Marine Corps Reserve Tech Sgt Harry A Carlsen

Marine Corps Reserve Tech. Sgt. Harry A. Carlsen, 31, of Brookfield, Illinois, accounted for on June 4, 2018, will be buried October 13, in Elwood, Illinois. In November 1943, Carlsen was assigned to Company A, 2nd Amphibian Tractor Battalion, 2nd Marine Division, Fleet Marine Force, which landed against stiff Japanese resistance on the small island of Betio in the Tarawa Atoll of the Gilbert Islands, in an attempt to secure the island. Over several days of intense fighting at Tarawa, approximately 1,000 Marines and Sailors were killed and more than 2,000 were wounded, but the Japanese were virtually annihilated. Carlsen died on the first day of the battle, Nov. 20, 1943, during the first waves of the assault.

The battle of Tarawa was a significant victory for the U.S. military because the Gilbert Islands provided the U.S. Navy Pacific Fleet a platform from which to launch assaults on the Marshall and Caroline Islands to advance their Central Pacific Campaign against Japan.
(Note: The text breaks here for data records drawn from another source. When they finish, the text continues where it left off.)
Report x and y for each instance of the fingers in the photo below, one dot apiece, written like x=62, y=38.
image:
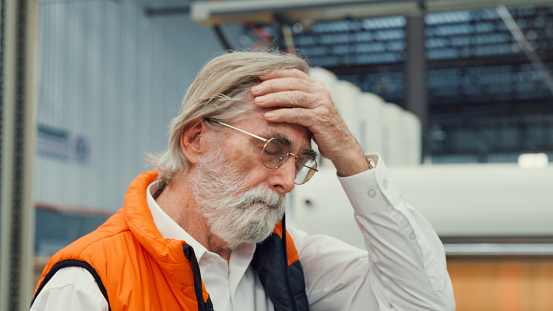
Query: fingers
x=287, y=99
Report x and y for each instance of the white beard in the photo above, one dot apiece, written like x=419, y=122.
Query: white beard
x=234, y=213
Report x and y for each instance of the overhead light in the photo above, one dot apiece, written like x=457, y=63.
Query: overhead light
x=533, y=160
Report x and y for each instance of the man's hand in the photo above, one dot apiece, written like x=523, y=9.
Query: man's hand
x=299, y=99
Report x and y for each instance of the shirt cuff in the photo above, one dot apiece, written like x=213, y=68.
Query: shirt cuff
x=371, y=191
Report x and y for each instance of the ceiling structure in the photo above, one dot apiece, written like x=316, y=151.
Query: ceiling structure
x=489, y=89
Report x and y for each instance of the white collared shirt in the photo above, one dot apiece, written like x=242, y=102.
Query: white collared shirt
x=403, y=269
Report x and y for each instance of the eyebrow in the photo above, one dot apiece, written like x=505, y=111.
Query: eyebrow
x=304, y=151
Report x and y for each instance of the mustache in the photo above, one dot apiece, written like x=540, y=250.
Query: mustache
x=265, y=196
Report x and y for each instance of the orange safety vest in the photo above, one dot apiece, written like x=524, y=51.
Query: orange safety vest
x=136, y=268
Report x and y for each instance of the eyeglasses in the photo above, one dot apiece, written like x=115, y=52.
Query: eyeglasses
x=275, y=153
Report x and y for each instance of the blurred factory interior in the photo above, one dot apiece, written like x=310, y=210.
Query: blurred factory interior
x=456, y=95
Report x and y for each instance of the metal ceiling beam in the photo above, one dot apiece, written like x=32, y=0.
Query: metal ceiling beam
x=214, y=13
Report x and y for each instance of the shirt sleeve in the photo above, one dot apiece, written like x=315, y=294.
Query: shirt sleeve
x=403, y=268
x=72, y=288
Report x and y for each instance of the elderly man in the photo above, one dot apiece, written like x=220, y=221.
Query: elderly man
x=203, y=231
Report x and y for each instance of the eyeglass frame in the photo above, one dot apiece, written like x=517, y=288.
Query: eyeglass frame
x=266, y=141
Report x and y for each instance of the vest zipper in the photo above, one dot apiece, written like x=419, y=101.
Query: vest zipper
x=191, y=256
x=285, y=265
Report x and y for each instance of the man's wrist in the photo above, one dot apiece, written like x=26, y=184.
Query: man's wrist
x=356, y=163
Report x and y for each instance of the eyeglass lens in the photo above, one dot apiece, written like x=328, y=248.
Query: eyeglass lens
x=276, y=152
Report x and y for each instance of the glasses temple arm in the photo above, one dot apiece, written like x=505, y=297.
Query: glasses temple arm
x=234, y=128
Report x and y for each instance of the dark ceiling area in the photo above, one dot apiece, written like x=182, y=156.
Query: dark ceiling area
x=489, y=97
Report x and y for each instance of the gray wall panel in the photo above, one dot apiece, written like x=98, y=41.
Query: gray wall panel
x=113, y=75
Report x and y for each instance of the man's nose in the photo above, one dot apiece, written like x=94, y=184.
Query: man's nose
x=283, y=178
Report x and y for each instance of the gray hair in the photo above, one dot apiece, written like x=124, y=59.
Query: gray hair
x=221, y=91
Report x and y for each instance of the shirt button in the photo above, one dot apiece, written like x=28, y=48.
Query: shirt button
x=371, y=193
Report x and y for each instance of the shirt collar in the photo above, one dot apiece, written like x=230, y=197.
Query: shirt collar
x=169, y=229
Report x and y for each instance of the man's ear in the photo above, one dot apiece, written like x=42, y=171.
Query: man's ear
x=192, y=140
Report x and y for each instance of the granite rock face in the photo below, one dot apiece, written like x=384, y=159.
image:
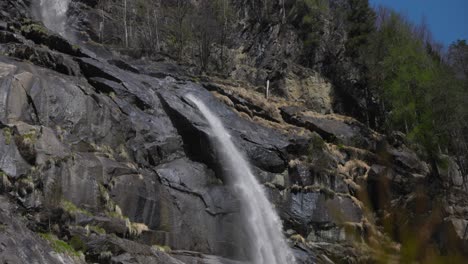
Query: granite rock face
x=104, y=160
In the immediate aftermath of the fighting on Tarawa, U.S. service members who died in the battle were buried in a number of battlefield cemeteries on the island. The 604th Quartermaster Graves Registration Company conducted remains recovery operations on Betio between 1946 and 1947, but Carlsen’s remains were not identified. All of the remains found on Tarawa were sent to the Schofield Barracks Central Identification Laboratory for identification in 1947. By 1949, the remains that had not been identified were interred in the National Memorial Cemetery of the Pacific (NMCP) in Honolulu.
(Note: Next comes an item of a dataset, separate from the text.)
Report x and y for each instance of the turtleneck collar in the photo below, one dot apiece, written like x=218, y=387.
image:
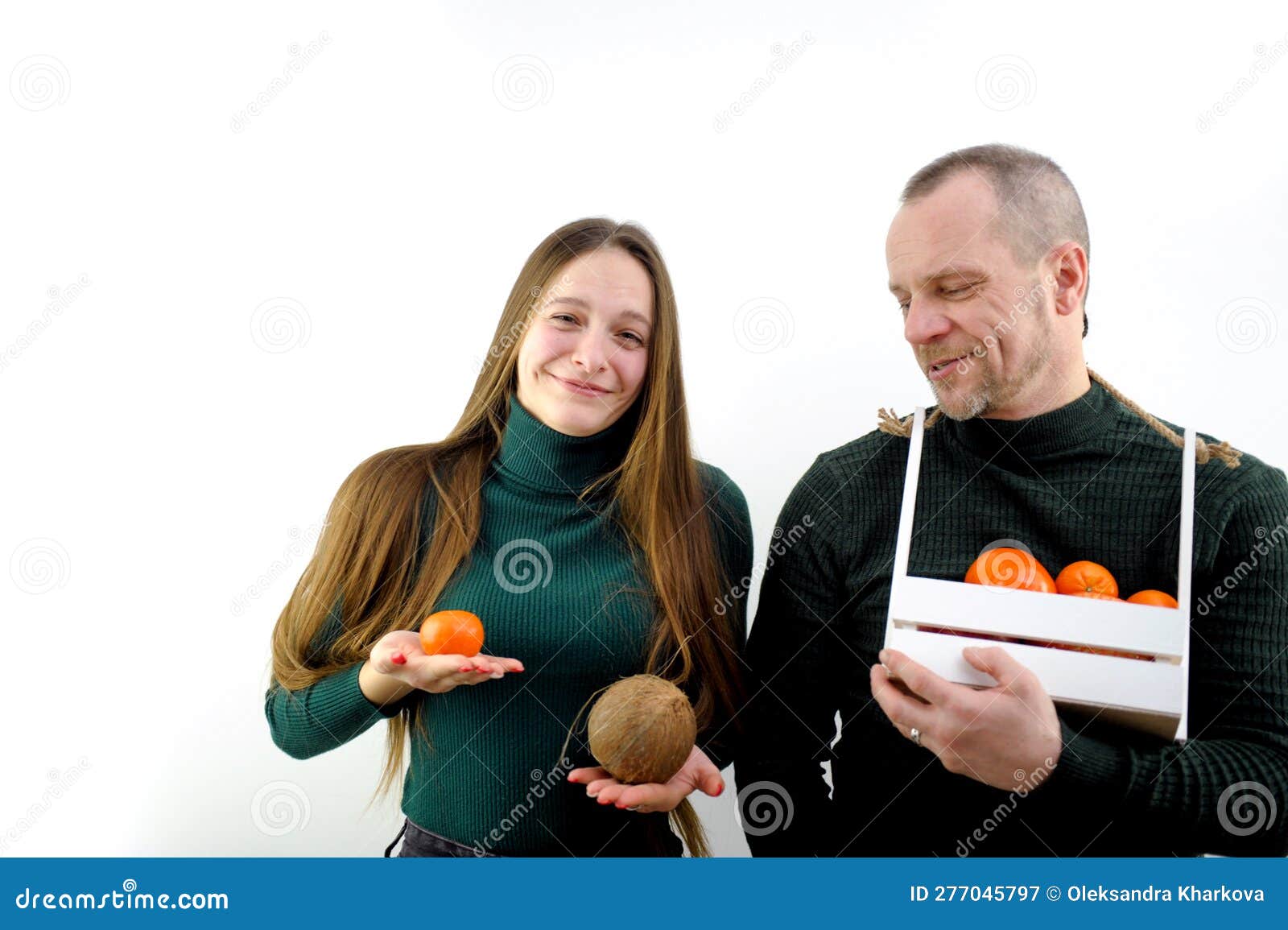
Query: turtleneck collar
x=555, y=460
x=1068, y=427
In 2013, DPAA received a unilateral turnover from History Flight, Inc., a nongovernmental organization, of remains recovered from Cemetery #33 on Betio Island.

On Feb. 27, 2017, DPAA disinterred Tarawa Unknown X-082 from the NMCP and sent the remains to the laboratory for analysis. The remains were consolidated with remains turned over in 2013 from History Flight, Inc.
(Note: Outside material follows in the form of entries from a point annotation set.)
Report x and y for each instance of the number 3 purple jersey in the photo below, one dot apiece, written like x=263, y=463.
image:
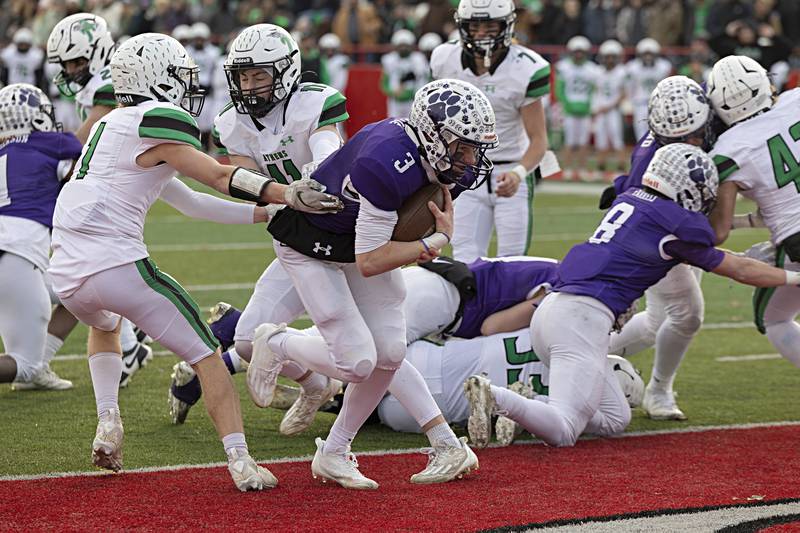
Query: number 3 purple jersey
x=30, y=164
x=502, y=283
x=380, y=163
x=626, y=255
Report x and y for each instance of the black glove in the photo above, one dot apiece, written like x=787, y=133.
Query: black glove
x=608, y=197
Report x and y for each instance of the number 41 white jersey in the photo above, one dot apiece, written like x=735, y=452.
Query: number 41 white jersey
x=762, y=156
x=278, y=143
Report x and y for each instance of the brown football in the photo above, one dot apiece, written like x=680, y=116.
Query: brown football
x=414, y=219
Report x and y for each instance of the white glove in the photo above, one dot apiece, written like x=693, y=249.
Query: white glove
x=309, y=196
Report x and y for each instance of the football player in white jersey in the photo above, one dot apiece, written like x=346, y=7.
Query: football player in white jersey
x=404, y=72
x=606, y=99
x=82, y=46
x=576, y=78
x=207, y=56
x=281, y=127
x=759, y=158
x=22, y=62
x=100, y=266
x=514, y=79
x=644, y=72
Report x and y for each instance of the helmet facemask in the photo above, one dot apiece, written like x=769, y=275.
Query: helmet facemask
x=258, y=101
x=193, y=94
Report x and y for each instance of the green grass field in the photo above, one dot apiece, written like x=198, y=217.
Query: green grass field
x=52, y=431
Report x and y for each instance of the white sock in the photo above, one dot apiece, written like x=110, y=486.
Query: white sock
x=360, y=399
x=671, y=346
x=636, y=335
x=234, y=440
x=785, y=336
x=127, y=338
x=106, y=370
x=442, y=435
x=410, y=389
x=52, y=345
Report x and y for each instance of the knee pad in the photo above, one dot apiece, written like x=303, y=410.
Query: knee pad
x=25, y=369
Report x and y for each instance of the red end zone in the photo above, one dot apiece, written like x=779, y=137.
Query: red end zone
x=518, y=485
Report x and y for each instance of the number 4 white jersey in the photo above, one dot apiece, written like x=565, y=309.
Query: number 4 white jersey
x=762, y=156
x=278, y=143
x=99, y=217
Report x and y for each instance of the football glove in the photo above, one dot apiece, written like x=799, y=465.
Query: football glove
x=309, y=196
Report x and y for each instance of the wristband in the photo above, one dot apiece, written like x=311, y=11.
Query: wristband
x=520, y=171
x=792, y=278
x=247, y=184
x=438, y=240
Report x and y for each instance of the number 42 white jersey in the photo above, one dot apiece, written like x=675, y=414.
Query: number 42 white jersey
x=762, y=156
x=278, y=143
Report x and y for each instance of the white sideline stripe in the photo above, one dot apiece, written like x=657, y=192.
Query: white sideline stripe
x=374, y=453
x=751, y=357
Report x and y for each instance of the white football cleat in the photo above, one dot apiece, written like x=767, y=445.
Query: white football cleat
x=182, y=374
x=303, y=411
x=44, y=379
x=506, y=429
x=343, y=469
x=107, y=444
x=481, y=406
x=660, y=405
x=265, y=365
x=447, y=463
x=246, y=474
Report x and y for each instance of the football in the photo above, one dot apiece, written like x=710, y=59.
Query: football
x=414, y=219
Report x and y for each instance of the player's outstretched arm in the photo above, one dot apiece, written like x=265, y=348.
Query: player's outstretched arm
x=755, y=273
x=239, y=182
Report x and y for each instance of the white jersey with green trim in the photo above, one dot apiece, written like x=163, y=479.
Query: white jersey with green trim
x=762, y=156
x=98, y=91
x=521, y=78
x=98, y=221
x=278, y=143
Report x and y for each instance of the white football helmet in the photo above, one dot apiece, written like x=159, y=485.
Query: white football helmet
x=629, y=379
x=153, y=66
x=739, y=88
x=330, y=41
x=25, y=109
x=678, y=109
x=474, y=11
x=452, y=111
x=685, y=174
x=270, y=48
x=429, y=41
x=82, y=35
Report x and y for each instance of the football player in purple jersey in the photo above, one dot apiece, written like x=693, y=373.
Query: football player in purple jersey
x=346, y=268
x=646, y=233
x=678, y=111
x=35, y=156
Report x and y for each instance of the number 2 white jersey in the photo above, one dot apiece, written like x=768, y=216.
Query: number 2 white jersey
x=278, y=143
x=522, y=77
x=99, y=218
x=762, y=156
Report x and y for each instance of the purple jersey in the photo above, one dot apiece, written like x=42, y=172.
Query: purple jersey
x=30, y=164
x=502, y=283
x=630, y=251
x=380, y=163
x=640, y=158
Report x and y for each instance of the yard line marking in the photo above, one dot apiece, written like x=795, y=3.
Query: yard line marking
x=306, y=458
x=751, y=357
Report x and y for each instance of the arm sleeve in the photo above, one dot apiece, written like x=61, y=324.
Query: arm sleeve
x=374, y=227
x=204, y=206
x=706, y=257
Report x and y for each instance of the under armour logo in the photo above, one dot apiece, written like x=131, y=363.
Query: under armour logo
x=319, y=248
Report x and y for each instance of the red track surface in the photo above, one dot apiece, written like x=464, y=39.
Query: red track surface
x=516, y=485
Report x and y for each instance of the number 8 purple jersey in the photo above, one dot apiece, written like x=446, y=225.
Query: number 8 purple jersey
x=627, y=254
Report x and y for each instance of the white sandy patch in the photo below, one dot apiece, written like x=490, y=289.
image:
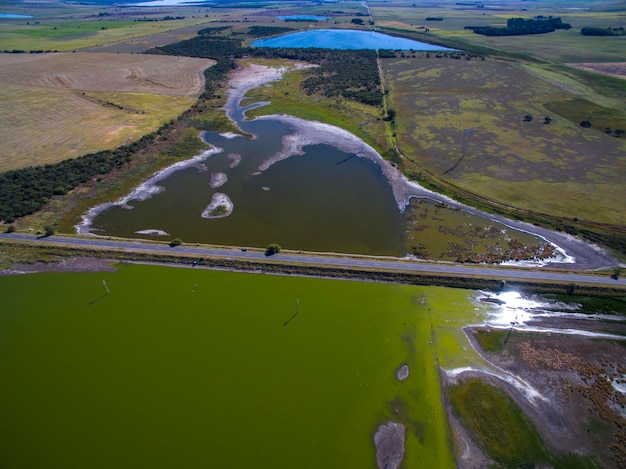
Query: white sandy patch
x=218, y=180
x=234, y=158
x=315, y=133
x=218, y=200
x=229, y=135
x=389, y=441
x=153, y=232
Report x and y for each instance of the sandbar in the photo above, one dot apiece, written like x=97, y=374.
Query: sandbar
x=218, y=200
x=389, y=441
x=218, y=180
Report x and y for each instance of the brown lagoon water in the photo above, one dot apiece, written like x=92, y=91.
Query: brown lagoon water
x=333, y=195
x=324, y=200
To identify Carlsen’s remains, scientists from DPAA and the Armed Forces Medical Examiner System used mitochondrial DNA (mtDNA) analysis, dental, anthropological and chest radiograph comparison analysis, as well as circumstantial and material evidence.

DPAA is grateful to History Flight, Inc., and the Department for Veterans Affairs for their partnership in this mission.